Reaksi pasar terhadap kebijakan tarif ini sangat signifikan. Saham SLB, perusahaan jasa minyak terbesar di dunia, mengalami penurunan tajam sebesar 12% pada hari Jumat, mencapai US$ 34,60, level terendah sejak September 2022. Halliburton juga mengalami penurunan 10%, turun menjadi di atas US$ 20, sementara Baker Hughes merosot 11% menjadi sekitar US$ 36,40. Penurunan tajam ini mencerminkan kekhawatiran investor terhadap dampak negatif tarif pada kinerja perusahaan-perusahaan ini.

Kebijakan tarif yang diberlakukan oleh Trump mencakup bea masuk dasar sebesar 10% pada sebagian besar impor AS, dengan beberapa negara, termasuk China, menghadapi pungutan yang jauh lebih tinggi. Tindakan ini memicu respons dari China, importir minyak mentah terbesar dunia, yang menaikkan tarif atas barang-barang AS sebagai balasan. Eskalasi perang dagang global ini telah menimbulkan kekhawatiran tentang resesi global dan penurunan permintaan minyak di masa depan.

Harga minyak mentah berjangka mengalami penurunan lebih dari 8% dalam perdagangan kemarin sore, menuju penutupan terendah sejak pertengahan pandemi Covid-19 pada tahun 2021. Harga minyak mentah acuan global Brent jatuh hingga US$ 64,03 per barel, sementara minyak mentah West Texas Intermediate (WTI) AS mencapai titik terendah US$ 66,90. Penurunan harga minyak ini mencerminkan kekhawatiran pasar tentang dampak perang tarif terhadap permintaan energi global.

Prospek Sektor Serpih AS dan Risiko Resesi

Menurut Hassler, "Jika kisaran harga per barel dari WTI yang lebih rendah dari US$ 60 per barel bertahan untuk jangka waktu yang lama, aktivitas di sektor serpih AS dapat menurun menjelang paruh kedua tahun ini." Hal ini menunjukkan bahwa kebijakan tarif dan penurunan harga minyak dapat menghambat pertumbuhan produksi minyak serpih AS.

Bank investasi JP Morgan telah meningkatkan probabilitas resesi global menjadi 60% pada akhir tahun, naik dari 40% sebelumnya.

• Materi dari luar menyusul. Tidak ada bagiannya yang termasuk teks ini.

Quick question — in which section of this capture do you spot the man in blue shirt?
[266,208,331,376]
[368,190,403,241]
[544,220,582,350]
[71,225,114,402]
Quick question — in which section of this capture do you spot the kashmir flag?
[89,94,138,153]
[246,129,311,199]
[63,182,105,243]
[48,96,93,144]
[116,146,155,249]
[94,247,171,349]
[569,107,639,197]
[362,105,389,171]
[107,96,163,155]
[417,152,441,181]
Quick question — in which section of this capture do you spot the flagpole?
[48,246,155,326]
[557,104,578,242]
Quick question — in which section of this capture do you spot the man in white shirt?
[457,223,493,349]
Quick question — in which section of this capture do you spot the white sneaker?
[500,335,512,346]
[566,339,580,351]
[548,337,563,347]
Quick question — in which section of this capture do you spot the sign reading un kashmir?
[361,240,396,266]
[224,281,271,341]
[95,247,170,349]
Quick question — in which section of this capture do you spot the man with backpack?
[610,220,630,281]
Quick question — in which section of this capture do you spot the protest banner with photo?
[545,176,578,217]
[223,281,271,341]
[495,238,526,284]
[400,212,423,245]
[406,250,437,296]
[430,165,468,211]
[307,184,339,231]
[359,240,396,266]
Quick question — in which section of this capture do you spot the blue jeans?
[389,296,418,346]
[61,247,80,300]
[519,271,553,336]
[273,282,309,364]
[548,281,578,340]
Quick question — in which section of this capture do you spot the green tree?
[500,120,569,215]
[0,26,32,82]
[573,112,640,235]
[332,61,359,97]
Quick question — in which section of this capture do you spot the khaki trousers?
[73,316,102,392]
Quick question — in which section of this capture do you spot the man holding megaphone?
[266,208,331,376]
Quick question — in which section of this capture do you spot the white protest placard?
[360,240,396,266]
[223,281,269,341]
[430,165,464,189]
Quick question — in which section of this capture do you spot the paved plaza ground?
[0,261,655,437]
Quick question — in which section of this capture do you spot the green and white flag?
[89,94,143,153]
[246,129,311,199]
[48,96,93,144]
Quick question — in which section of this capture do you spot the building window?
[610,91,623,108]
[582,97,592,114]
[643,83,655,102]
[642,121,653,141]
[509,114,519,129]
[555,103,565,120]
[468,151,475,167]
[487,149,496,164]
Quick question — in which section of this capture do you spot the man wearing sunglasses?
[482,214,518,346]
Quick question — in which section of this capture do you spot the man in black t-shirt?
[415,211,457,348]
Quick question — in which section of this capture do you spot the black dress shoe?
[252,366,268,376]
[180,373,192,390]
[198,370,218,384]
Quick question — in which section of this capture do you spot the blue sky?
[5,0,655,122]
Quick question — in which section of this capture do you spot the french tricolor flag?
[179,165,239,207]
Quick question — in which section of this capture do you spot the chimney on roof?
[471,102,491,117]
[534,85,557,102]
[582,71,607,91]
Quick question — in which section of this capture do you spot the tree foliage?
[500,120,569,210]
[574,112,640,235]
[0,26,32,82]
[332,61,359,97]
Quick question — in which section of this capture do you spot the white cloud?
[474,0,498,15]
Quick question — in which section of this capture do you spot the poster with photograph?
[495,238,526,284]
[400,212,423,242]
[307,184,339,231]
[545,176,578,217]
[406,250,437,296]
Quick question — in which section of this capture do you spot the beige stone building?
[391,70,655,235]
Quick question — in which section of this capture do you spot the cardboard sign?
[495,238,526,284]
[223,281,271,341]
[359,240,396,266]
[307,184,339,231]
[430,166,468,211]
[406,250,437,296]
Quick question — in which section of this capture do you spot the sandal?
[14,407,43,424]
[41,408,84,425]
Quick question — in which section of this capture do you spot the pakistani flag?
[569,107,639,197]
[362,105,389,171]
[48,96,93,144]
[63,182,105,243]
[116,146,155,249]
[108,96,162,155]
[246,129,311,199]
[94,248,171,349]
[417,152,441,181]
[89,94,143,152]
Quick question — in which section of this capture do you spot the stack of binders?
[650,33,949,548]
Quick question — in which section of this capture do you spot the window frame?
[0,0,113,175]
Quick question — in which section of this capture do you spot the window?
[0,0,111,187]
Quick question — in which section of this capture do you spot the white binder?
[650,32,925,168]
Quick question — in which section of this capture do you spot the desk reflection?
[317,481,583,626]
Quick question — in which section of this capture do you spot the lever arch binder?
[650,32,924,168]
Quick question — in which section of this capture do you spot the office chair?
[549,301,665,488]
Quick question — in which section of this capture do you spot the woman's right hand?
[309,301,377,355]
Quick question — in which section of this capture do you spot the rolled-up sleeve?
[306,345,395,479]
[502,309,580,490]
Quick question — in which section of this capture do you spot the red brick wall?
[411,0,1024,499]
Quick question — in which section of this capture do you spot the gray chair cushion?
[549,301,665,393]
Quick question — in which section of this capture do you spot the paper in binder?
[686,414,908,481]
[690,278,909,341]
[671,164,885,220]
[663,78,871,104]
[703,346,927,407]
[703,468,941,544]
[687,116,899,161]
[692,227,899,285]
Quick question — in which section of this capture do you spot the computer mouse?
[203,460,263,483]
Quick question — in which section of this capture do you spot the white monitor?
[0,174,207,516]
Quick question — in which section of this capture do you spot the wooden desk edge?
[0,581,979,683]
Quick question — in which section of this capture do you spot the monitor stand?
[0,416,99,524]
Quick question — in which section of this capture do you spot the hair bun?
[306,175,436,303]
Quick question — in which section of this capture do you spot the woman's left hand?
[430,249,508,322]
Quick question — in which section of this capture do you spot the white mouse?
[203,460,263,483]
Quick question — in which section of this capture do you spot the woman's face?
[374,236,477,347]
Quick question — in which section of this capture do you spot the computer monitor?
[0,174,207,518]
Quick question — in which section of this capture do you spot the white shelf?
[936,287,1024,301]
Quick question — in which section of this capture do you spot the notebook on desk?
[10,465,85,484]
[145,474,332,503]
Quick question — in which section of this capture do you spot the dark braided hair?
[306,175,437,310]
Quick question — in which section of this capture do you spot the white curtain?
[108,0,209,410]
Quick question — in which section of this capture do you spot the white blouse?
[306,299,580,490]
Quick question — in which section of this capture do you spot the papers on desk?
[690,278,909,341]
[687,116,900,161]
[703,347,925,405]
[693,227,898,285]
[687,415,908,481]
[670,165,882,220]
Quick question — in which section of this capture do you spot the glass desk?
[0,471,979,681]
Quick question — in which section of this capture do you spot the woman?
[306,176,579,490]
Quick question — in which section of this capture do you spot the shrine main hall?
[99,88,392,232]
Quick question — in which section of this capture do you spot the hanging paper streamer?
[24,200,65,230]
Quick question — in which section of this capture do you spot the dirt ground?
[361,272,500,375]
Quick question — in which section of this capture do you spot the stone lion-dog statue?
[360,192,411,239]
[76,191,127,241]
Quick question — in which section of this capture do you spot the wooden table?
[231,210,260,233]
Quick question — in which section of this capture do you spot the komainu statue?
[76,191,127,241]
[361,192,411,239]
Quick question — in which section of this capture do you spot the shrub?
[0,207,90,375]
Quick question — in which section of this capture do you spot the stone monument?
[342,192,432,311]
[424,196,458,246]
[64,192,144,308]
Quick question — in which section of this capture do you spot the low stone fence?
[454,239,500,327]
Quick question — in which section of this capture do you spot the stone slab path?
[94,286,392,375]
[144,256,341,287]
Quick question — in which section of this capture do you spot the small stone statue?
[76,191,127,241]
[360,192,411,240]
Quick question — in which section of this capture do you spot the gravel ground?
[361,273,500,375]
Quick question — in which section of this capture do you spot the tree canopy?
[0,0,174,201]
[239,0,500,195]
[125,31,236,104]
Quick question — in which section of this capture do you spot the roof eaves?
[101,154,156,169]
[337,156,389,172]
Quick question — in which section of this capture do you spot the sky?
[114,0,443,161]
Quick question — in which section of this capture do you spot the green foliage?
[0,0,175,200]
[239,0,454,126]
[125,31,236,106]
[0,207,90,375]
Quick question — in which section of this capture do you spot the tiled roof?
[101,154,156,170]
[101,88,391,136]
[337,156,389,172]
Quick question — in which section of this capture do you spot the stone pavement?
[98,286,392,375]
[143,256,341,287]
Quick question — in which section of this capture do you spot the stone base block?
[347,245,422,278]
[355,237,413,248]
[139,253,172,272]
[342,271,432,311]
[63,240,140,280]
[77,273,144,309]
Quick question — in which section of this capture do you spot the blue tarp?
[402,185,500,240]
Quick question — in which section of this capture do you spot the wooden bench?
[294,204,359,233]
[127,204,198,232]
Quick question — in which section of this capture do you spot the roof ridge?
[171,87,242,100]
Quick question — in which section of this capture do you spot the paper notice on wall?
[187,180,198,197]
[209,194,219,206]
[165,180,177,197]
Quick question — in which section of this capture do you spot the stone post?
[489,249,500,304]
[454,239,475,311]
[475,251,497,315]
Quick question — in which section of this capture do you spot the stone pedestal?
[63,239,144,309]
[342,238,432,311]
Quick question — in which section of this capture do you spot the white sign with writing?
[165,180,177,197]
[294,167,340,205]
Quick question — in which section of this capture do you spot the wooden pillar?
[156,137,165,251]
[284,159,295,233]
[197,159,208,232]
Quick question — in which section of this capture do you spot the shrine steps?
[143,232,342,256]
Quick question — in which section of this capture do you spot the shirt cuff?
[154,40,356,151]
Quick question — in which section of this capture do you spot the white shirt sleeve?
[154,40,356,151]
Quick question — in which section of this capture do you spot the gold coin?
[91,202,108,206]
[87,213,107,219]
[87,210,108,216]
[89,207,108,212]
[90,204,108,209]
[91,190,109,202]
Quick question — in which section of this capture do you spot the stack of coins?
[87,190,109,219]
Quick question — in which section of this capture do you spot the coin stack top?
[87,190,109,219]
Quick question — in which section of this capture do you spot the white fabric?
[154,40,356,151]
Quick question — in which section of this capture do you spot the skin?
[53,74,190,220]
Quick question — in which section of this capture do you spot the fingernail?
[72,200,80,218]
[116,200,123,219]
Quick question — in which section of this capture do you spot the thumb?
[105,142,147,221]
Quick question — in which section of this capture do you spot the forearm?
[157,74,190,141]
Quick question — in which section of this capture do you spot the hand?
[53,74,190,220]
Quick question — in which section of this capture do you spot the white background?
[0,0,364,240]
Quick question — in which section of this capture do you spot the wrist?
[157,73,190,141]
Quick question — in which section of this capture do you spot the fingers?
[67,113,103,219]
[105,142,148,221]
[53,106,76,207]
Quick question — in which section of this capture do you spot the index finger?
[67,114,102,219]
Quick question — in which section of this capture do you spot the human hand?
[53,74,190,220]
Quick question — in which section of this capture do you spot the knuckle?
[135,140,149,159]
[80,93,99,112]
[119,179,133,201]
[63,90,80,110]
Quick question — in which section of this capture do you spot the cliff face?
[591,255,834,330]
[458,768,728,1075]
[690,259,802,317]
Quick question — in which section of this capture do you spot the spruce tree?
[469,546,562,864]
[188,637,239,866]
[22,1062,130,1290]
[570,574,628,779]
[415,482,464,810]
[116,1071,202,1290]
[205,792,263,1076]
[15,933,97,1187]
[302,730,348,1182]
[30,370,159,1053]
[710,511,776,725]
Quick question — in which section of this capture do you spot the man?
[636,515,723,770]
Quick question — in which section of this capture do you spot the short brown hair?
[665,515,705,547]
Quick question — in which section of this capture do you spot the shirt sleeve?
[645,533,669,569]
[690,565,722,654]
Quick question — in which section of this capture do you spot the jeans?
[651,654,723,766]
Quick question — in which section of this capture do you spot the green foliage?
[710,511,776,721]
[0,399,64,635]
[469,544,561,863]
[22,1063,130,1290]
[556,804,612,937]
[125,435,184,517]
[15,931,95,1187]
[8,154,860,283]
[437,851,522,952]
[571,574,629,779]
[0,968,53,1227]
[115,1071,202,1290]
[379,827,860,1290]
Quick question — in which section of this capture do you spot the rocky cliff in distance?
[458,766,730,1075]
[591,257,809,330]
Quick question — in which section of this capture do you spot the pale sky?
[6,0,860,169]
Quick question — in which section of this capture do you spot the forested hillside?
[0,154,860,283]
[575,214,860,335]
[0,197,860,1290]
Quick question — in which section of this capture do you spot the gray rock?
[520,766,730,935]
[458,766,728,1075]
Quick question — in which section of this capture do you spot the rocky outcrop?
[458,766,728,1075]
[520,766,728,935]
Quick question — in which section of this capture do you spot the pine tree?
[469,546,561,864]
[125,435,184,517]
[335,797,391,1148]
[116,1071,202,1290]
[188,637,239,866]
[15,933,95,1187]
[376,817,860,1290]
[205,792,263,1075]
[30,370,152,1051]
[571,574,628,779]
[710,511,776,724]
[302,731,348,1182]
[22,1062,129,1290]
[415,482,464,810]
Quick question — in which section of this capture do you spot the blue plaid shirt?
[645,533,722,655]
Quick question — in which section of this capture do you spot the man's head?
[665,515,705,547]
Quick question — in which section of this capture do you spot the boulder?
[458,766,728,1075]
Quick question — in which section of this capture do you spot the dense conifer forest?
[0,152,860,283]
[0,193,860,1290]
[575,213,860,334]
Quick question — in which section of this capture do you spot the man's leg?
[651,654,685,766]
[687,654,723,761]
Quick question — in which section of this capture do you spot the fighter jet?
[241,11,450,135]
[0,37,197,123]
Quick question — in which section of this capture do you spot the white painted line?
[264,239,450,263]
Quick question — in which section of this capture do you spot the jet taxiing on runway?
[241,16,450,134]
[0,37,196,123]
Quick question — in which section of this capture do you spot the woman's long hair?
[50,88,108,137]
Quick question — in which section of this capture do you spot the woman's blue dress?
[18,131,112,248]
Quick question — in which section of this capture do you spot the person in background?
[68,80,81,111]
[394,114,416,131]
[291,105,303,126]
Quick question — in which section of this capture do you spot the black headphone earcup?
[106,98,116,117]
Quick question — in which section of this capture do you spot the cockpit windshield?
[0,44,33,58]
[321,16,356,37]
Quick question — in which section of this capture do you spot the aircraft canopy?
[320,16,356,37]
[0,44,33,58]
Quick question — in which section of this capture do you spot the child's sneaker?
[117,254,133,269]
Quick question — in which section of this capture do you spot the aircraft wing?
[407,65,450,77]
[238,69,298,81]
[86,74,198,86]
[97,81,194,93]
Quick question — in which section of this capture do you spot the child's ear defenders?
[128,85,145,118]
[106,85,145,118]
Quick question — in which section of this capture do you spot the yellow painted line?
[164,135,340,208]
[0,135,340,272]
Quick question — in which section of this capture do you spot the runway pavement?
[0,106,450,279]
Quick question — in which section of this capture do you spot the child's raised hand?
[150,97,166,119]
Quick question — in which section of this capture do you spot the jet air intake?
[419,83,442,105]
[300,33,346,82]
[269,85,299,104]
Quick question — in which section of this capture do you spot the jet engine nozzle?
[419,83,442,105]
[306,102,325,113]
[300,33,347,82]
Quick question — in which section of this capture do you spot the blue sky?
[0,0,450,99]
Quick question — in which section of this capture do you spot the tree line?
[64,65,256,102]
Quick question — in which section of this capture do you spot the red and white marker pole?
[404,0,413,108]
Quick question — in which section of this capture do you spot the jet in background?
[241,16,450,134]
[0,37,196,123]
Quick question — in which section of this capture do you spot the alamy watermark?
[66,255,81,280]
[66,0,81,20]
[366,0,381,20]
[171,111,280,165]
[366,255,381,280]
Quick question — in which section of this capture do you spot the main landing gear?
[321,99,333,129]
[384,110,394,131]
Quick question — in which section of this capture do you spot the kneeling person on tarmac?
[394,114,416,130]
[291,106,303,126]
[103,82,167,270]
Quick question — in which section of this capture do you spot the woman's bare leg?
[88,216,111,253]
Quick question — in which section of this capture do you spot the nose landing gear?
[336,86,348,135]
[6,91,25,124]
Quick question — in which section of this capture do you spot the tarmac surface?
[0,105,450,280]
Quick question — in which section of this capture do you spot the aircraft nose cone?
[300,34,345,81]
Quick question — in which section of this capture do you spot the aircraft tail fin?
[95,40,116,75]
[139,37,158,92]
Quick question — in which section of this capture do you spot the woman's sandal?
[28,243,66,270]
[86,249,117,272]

Peningkatan ini mencerminkan kekhawatiran yang semakin besar tentang dampak perang tarif terhadap pertumbuhan ekonomi global.

Tamas Varga, analis di PVM Oil Associates, menyatakan, "Tampaknya perdagangan global mulai ditutup sebagaimana yang kita ketahui, dan masa depan yang dekat ini sangat tidak pasti. Ancaman resesi menjadi perhatian utama, dan investor mulai menjauh dari aset berisiko seperti minyak dan ekuitas." Pernyataan ini menyoroti sentimen pasar yang didorong oleh ketidakpastian dan risiko resesi yang meningkat.

Secara keseluruhan, perang tarif yang dipicu oleh kebijakan Trump telah menciptakan ketidakpastian yang signifikan bagi industri minyak AS dan pasar energi global. Dampaknya meliputi penurunan harga saham perusahaan jasa minyak, penurunan harga minyak mentah, potensi penurunan aktivitas sektor serpih AS, dan peningkatan risiko resesi global.